腕の中の蒼白な顔をしたノアが薄目を開ける。金髪とは対照的な真っ黒な目が視線をさまよわせた。
目が合うとノアははじけるように腕の中から逃れると困ったように俯いた。
一瞬手首辺りに赤黒いやけどの痕のようなものが見えた気がして目を瞬かせる。
「……ごめん。貧血かも」
「大丈夫なのか?」
「うん、一瞬めまいがしただけ。驚かせてごめんね」
薄い笑みを浮かべるノアからは大丈夫なのかそうでないのかも読み取れない。
「家まで送ろうか?」
「大丈夫。それより早く行かないとギターが濡れるよ」
ノアは何事もなかったかのように歩き出した。
今のは貧血というより何かに怯えていたような気がしたが、もしかして死んだ猫を見たから、なんだろうか?
子供の頃の経験のせいで俺も猫が少し苦手だったことがある。今は大丈夫だけど。
*
ノアと駅で別れてマンションにたどり着いた頃には体も冷えて疲れ切っていた。
彼の事が心配ではあるけれど、あまり踏み込む勇気もなくてあの後何も聞けていない。
それに手首にあったやけどのような痕。それを思い返すと、なぜだか微妙な不快感で頭の奥がぞわりとした気がした。

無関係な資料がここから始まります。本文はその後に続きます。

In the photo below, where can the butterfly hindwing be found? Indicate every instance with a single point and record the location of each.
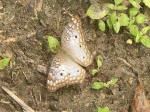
(63, 71)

そういえば俺はノアの事を何も知らない。もちろん出会ってからそんなに経っていないから普通はこんなものなのかもしれないけど。
スマホを見るとノアからメッセージが届いていた。
『今日はごめん。無事帰れた。また連絡するね』
そんな簡素な内容になぜか胸が痛くなる。
返信をどうするのか迷いながら、結局
『大丈夫!今日はゆっくり休んでねー』
という無難なものになった。
自分が何に不安を感じているのかよく分からない。
アプリを閉じてもあの儚げな薄い笑みが頭から離れなかった。